I have been super busy, exhausted and scatterbrained! Our livestock club is having a meeting about goats/sheep in a few weeks and I'm supposed to put together a lesson plan for it!

I honestly don't know much about sheep. We have older elementary/middle school kids and some older high school kids. A lot of the kids are doing the country ham project and know nothing about goats/sheep.

I'd love to make it informative and fun. 

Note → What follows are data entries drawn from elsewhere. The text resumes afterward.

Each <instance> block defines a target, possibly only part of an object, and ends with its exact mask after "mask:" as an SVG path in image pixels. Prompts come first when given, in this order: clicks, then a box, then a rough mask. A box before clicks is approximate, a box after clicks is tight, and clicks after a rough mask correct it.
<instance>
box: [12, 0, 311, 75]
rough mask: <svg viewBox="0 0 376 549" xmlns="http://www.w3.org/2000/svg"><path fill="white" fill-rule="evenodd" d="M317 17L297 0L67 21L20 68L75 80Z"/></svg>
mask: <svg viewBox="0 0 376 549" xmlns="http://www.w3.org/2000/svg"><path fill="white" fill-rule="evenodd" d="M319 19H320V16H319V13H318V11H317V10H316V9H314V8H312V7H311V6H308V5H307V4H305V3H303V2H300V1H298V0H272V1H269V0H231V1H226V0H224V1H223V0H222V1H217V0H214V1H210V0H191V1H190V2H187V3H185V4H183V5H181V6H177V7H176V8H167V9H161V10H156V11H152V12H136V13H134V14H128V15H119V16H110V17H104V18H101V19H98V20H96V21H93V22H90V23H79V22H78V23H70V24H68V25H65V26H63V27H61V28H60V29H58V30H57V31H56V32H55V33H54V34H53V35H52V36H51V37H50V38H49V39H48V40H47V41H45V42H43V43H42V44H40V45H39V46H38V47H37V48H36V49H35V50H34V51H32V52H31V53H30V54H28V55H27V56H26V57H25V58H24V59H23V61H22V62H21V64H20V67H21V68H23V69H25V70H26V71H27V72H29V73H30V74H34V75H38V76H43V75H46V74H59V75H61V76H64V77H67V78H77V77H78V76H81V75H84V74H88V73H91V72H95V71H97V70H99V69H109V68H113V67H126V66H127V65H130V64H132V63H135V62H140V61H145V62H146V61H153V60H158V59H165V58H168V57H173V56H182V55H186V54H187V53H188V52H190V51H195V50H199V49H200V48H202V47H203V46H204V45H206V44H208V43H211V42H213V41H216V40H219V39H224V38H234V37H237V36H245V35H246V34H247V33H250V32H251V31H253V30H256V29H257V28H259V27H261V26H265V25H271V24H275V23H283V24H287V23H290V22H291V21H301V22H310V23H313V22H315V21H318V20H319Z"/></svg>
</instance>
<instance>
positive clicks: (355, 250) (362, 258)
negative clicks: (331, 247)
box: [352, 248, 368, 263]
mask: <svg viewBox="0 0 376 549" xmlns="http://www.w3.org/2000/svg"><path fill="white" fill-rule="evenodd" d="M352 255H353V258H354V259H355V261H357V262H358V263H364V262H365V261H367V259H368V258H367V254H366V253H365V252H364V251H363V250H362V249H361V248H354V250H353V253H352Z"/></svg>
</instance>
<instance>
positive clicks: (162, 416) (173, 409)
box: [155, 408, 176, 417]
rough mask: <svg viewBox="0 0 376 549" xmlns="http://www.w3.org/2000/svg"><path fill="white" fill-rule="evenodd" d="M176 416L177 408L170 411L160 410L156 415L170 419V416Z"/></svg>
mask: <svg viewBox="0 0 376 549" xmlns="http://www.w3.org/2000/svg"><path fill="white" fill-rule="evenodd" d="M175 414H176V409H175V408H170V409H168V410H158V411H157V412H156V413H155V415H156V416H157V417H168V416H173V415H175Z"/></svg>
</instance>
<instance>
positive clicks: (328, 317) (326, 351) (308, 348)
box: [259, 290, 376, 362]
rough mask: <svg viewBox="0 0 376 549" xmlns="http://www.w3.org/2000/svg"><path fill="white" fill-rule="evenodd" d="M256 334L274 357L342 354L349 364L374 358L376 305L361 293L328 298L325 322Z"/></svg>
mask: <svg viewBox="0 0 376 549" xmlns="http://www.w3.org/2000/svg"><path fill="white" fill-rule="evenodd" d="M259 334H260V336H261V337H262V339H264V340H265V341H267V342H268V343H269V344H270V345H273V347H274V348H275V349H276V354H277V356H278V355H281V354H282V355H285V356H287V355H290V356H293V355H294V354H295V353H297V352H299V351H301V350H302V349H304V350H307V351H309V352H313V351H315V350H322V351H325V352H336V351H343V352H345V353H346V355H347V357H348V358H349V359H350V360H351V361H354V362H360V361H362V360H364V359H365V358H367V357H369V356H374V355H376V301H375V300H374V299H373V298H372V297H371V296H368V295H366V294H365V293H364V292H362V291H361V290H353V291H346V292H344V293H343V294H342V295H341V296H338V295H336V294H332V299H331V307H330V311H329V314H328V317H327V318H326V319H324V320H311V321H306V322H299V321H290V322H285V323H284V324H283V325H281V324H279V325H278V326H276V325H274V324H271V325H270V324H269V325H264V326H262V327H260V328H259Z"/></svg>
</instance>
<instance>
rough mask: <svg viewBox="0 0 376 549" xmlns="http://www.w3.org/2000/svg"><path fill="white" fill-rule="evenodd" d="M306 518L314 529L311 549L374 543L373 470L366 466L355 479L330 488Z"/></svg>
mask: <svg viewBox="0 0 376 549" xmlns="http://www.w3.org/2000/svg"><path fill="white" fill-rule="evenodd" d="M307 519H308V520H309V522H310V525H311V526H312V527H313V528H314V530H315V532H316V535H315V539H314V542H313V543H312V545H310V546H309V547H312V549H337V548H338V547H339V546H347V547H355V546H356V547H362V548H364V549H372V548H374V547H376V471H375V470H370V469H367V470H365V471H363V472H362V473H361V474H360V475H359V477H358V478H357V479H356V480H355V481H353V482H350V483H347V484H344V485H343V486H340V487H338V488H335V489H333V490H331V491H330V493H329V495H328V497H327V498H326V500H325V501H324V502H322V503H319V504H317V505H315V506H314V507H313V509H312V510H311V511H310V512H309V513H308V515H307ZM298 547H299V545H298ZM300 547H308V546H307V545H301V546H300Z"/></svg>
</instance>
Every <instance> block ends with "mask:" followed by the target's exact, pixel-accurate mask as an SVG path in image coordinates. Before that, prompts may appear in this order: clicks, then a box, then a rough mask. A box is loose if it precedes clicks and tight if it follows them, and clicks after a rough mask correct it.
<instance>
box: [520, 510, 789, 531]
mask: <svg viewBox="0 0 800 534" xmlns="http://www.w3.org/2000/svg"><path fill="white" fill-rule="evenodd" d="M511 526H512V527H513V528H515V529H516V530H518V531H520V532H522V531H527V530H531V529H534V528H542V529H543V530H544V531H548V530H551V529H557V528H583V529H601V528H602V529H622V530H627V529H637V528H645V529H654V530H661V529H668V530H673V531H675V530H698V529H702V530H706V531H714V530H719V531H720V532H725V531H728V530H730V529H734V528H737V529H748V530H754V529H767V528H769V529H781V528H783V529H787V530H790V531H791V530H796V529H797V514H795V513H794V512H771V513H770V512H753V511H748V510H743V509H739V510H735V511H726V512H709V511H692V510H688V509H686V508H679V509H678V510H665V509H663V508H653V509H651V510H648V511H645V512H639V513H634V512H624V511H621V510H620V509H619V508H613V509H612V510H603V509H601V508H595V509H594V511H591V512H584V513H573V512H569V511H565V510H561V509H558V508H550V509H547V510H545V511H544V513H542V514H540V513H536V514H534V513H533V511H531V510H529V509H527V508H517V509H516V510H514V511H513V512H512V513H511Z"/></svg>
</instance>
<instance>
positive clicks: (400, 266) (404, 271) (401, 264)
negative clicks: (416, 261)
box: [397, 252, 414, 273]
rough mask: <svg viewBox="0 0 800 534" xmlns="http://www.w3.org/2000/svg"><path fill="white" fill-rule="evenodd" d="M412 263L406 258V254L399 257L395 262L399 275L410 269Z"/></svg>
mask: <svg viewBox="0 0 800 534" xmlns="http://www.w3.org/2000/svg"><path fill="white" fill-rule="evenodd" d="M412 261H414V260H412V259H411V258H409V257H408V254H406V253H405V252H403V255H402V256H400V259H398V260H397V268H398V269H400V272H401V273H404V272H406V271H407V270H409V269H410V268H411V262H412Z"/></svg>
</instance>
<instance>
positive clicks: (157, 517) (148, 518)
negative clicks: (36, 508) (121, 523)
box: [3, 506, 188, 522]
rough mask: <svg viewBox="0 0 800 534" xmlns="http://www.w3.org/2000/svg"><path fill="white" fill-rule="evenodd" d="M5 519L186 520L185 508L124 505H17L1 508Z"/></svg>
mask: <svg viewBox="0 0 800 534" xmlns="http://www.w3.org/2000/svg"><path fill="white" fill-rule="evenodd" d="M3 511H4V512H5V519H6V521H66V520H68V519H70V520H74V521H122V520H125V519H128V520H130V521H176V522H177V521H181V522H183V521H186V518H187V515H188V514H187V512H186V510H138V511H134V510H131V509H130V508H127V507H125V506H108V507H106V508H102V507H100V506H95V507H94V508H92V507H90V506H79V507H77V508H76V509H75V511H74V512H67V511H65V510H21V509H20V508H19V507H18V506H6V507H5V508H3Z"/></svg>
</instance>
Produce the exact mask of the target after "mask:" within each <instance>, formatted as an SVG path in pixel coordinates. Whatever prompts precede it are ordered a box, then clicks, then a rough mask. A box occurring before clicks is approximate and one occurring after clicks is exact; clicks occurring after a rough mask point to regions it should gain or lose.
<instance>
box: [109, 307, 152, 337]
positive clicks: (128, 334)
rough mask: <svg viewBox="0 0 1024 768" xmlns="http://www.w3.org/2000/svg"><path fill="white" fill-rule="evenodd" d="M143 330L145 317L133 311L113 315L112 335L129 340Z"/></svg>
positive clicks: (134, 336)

Any ideas? We do have a projector that I can hook my laptop to bit I'll admit I'm not technology savvy lol.


----------



## Robinsonfarm (Jul 17, 2015)

What kind of information do you want to present to them? 
Raising , breeding, showing, selecting? 
There are some good materials out there


----------



## K Brooke (May 9, 2018)

I’ve been to a goat/sheep class and one of the topics was diet. It was really neat and interactive because they had a jar of the different things in a goat or sheep diet and passed them around so each person could see and identify what was in each jar. Just a thought.


----------



## Jessica84 (Oct 27, 2011)

I just did one about the differences and also the same between goats and sheep. This good info for this topic 
http://www.sheep101.info/sheepandgoats.html
To make it fun divide the kids into 2 groups, give each group 3 papers, or paddles that say sheep, goat, both and ask who am I questions. Like "I will graze while it rains, who am I?"


----------



## MadHouse (Oct 3, 2019)

Jessica84 said:


> "I will graze while it rains, who am I?"

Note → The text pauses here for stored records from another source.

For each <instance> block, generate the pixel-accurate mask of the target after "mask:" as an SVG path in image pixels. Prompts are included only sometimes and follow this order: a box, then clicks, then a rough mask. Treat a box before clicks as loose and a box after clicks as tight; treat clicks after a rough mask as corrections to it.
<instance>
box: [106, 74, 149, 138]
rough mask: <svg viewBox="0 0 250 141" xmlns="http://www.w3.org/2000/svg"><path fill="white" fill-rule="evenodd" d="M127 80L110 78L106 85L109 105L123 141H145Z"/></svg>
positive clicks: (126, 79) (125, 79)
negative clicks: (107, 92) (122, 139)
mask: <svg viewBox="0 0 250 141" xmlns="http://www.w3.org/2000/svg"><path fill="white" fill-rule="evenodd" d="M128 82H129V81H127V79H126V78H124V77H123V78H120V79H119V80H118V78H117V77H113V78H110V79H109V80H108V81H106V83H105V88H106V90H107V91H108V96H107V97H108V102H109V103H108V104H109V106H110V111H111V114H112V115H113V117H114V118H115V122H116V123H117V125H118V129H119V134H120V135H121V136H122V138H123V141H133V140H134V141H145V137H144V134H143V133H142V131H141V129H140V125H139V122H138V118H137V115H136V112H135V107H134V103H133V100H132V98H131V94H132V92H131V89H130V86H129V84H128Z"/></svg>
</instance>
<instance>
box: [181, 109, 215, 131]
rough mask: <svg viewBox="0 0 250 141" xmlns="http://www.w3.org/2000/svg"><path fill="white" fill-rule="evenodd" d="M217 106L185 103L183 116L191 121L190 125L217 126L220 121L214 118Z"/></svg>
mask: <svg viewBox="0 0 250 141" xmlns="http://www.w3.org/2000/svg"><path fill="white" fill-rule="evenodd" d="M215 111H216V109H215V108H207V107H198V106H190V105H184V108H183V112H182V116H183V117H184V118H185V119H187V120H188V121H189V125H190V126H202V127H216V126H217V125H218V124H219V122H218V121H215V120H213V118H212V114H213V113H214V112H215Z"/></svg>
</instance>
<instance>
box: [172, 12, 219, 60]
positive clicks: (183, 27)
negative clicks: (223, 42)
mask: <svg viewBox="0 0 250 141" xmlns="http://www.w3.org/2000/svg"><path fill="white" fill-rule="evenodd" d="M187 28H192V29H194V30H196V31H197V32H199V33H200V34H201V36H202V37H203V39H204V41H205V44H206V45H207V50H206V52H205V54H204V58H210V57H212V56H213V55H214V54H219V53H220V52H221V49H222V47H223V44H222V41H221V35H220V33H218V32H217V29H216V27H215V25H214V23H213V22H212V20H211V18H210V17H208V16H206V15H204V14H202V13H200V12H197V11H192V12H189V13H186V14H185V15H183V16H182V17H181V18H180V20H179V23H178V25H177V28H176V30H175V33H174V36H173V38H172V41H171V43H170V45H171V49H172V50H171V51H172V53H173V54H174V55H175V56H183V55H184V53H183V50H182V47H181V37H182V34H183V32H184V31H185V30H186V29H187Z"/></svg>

You are crazy! (Says the goat) 

The more hands on, the better. 
We tend to listen better, when the presenter talks about their own real experience, rather than presenting facts. 
Technology often fails in the crucial moments. Have a backup plan, if planning on showing things on a screen.


----------



## HoosierShadow (Apr 20, 2010)

Thanks so much! Okay, so last night we had our monthly Livestock business meeting, and decided for some of it we'll go with my original idea of introducing, and exploring... FECALS on goats/sheep! We're going to bring in microscopes, and supplies to show what/how we do a fecal, FAMANCHA cards, one of the microscopes we hope to hook up to the projector or actually it's one of those wall mounted screens not a projector (something new that I don't know how to use lol).

We had an agriculture day at a private school last year and my kids and my friends kids who show goats made posters about goat information, so we'll have those. My daughter and I made a poster we displayed at our state fair ABGA show with facts, and things about showing registered goats, so I'll bring that.
I also made a flier for ag day last year I thought I'd pass out with information about goats, and on the back different ways you can show goats in KY. 

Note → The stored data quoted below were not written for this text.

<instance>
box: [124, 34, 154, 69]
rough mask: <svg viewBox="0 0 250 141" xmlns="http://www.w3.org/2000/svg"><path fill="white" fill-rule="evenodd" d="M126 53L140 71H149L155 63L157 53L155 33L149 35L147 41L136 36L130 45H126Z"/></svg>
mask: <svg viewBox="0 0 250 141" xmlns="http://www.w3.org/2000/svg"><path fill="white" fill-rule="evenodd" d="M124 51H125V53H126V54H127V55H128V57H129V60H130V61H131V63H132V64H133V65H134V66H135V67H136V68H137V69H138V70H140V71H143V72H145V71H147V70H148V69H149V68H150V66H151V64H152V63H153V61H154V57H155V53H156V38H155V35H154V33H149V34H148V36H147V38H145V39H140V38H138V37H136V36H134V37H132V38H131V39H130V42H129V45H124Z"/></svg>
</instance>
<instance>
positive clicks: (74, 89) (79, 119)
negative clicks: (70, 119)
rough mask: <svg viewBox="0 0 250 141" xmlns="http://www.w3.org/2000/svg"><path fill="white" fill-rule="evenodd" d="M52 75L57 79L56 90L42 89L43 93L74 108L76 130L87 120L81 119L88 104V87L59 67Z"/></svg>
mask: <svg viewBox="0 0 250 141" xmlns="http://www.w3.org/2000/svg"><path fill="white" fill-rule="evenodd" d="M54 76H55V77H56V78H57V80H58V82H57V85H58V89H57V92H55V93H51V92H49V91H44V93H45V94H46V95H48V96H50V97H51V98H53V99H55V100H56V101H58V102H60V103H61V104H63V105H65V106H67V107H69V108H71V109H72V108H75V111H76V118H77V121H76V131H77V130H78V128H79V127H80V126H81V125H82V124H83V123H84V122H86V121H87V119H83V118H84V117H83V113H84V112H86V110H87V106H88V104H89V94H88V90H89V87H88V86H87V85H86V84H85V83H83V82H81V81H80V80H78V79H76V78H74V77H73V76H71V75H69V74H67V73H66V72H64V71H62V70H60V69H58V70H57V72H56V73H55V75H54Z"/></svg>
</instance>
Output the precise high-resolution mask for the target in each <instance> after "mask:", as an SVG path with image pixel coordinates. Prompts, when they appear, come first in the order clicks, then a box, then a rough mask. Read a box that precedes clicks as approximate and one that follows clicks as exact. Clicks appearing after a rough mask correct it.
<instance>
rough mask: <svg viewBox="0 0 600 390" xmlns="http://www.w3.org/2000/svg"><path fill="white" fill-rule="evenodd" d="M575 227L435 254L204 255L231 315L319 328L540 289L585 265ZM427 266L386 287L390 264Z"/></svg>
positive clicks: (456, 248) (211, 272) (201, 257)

BUT... we have nothing for sheep. We do have some families that show, but I haven't been able to get a hold of the teen who is super knowledgeable/showed/raised her whole life and is a senior this year.

So.
Jessica - I will check out your link! The game sounds great! I would love to try to incorporate as much knowledge into this as possible and even put together a sheep fact sheet like the one I made for goats that could also be passed out for Ag day in May! 
Below is the front/back of the flier I made for ag day last year. 

Having a game at the end would be great!


----------